In all examples, the case for tax-loss selling is no longer so compelling. Energy sector shareholders, for example, are finally realizing some long-awaited gains, with the S&P/TSX Capped Energy Index up by 46 per cent in about a month.
“Anyone holding energy stocks today are probably long-suffering shareholders. And if they’re all starting to rally, you might be less inclined to be out of those stocks,” Mr. Mann said.
One way to reap the benefits of tax-loss selling while maintaining exposure is to rotate into alternative stocks in the same industry. Tax rules prevent investors from claiming a capital loss if they repurchase the same security within 30 days. But substituting one oil and gas stock for another, for example, is fair game.
An investor in Suncor Energy Corp., which is down by 44 per cent year to date, might choose to sell their shares and put the proceeds into Canadian Natural Resources Ltd., for example.

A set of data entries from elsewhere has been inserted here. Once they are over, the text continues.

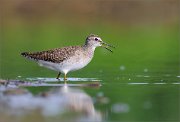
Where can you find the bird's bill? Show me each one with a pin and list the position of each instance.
(106, 46)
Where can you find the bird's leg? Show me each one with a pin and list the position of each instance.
(58, 76)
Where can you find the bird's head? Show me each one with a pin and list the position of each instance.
(95, 41)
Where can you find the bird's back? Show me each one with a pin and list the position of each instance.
(57, 55)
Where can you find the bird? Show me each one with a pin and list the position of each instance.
(70, 58)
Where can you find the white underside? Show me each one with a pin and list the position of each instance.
(66, 66)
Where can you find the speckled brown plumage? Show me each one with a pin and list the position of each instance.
(57, 55)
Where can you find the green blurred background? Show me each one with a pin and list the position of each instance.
(145, 33)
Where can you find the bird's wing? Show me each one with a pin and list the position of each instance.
(57, 55)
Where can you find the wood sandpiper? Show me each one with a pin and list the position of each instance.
(71, 58)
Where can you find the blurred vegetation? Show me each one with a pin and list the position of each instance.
(146, 35)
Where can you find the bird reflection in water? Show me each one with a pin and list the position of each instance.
(64, 104)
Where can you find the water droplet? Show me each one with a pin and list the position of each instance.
(122, 67)
(120, 108)
(145, 70)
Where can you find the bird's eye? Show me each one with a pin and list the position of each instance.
(96, 39)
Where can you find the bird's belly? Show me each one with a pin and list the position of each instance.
(76, 63)
(71, 64)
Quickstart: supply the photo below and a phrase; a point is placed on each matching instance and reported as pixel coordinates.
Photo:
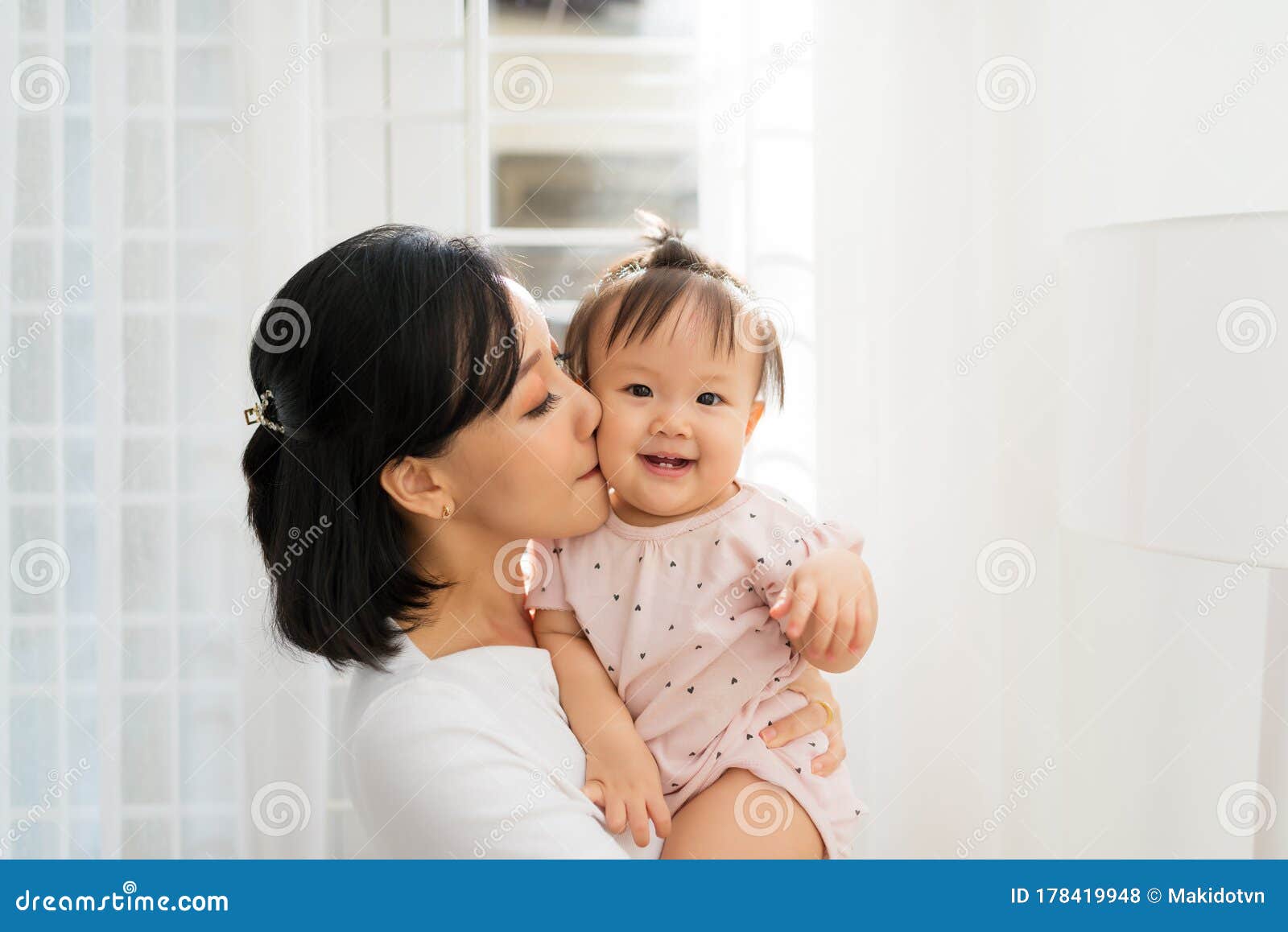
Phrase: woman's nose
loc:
(589, 412)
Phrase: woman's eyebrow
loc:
(528, 363)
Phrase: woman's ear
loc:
(415, 485)
(758, 408)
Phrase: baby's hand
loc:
(622, 779)
(831, 607)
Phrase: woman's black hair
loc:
(382, 348)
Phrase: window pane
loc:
(592, 17)
(534, 189)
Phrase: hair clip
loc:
(258, 414)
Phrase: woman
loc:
(419, 406)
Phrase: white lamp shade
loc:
(1178, 431)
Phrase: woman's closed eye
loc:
(547, 406)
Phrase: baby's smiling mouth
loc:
(667, 465)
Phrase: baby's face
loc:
(676, 416)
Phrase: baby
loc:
(700, 591)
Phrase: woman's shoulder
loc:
(422, 695)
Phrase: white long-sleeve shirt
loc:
(470, 756)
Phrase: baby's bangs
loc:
(661, 295)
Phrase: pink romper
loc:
(679, 617)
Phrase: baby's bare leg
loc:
(742, 816)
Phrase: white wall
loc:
(933, 210)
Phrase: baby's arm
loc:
(830, 607)
(621, 774)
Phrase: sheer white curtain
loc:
(164, 167)
(1041, 687)
(143, 711)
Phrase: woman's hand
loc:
(813, 717)
(828, 609)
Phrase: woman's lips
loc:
(667, 468)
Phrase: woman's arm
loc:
(811, 717)
(621, 774)
(436, 775)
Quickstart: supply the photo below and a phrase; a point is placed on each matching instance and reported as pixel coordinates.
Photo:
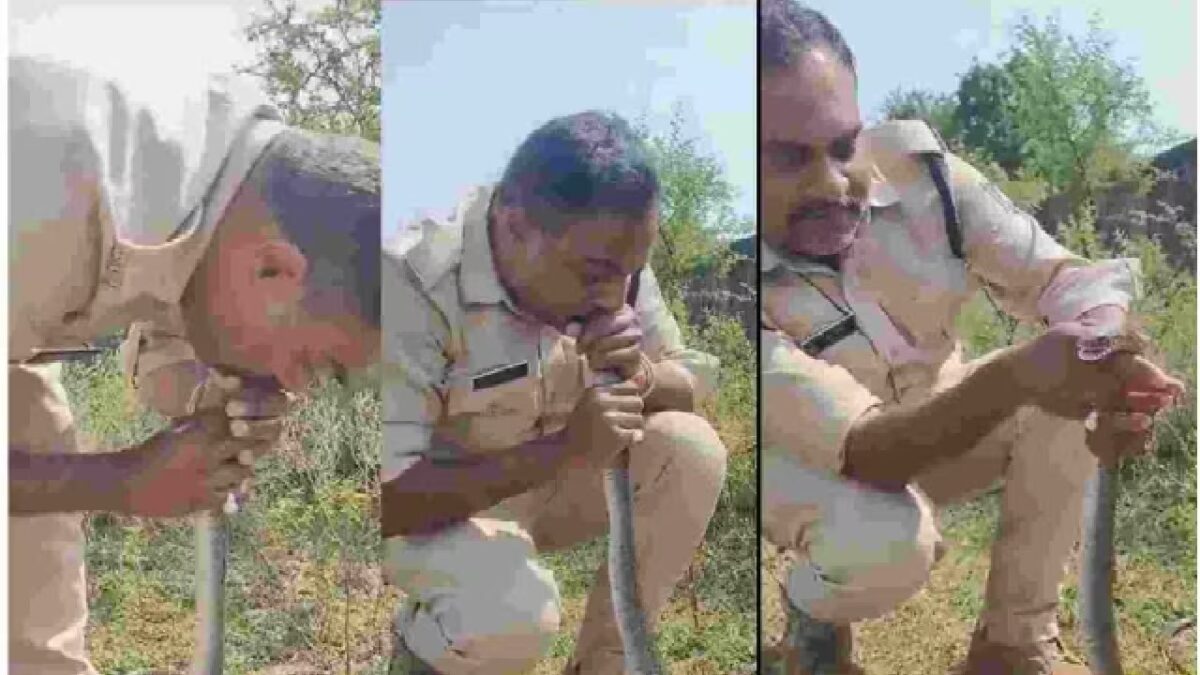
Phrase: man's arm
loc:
(1029, 272)
(821, 413)
(889, 448)
(683, 377)
(65, 483)
(431, 495)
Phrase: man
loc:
(233, 240)
(496, 432)
(870, 417)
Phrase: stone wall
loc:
(731, 294)
(1167, 213)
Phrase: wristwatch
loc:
(1101, 347)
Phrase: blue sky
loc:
(940, 37)
(466, 82)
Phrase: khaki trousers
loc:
(47, 583)
(481, 603)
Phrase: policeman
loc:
(233, 240)
(871, 419)
(495, 431)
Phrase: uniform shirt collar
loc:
(480, 280)
(160, 264)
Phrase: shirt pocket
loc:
(496, 408)
(563, 382)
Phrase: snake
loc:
(631, 623)
(1096, 577)
(211, 557)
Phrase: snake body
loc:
(627, 605)
(1097, 574)
(211, 549)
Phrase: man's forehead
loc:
(814, 102)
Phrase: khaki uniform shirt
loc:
(461, 357)
(905, 287)
(114, 199)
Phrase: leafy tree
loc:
(936, 109)
(322, 67)
(697, 217)
(985, 117)
(1084, 117)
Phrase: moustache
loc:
(825, 211)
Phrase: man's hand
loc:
(186, 469)
(613, 342)
(1049, 370)
(606, 420)
(1116, 434)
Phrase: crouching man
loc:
(496, 431)
(874, 242)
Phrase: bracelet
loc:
(648, 369)
(1103, 346)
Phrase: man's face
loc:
(585, 269)
(249, 311)
(814, 184)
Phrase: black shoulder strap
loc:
(634, 285)
(951, 215)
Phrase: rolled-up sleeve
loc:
(1030, 273)
(663, 341)
(809, 405)
(414, 370)
(161, 368)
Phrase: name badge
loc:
(498, 376)
(829, 335)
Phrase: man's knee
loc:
(864, 556)
(478, 596)
(503, 623)
(690, 442)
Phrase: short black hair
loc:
(587, 163)
(324, 192)
(789, 30)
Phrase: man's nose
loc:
(607, 298)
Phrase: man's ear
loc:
(279, 272)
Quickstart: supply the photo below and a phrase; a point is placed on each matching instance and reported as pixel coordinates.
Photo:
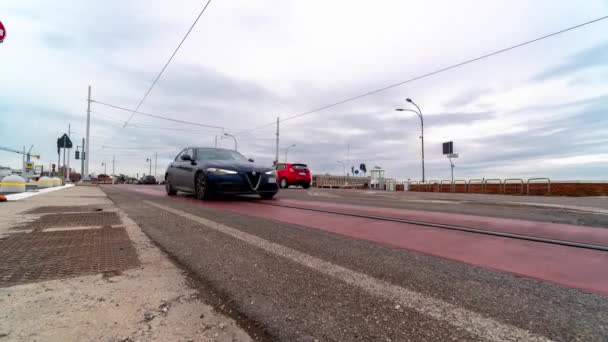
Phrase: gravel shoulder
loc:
(153, 302)
(296, 303)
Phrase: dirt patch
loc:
(34, 257)
(75, 220)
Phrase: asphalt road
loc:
(294, 283)
(569, 210)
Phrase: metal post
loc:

A Canaccord Genuity note from last month laid out some other potential switches that Canadian investors might consider before the end of the year, which could help salvage tax-loss selling season.
Those trades include selling Gildan in favour of Aritzia Inc.; selling Knight Therapeutics Inc. in favour of HLS Therapeutics Inc.; and selling Bonterra Energy Corp. and picking up shares of either Freehold Royalties Inc., Torc Oil and Gas Ltd., or Whitecap Resources Inc. (In a deal announced earlier this week, Whitecap is buying Torc in a $565-million all-stock transaction that is slated to close by Feb. 25.)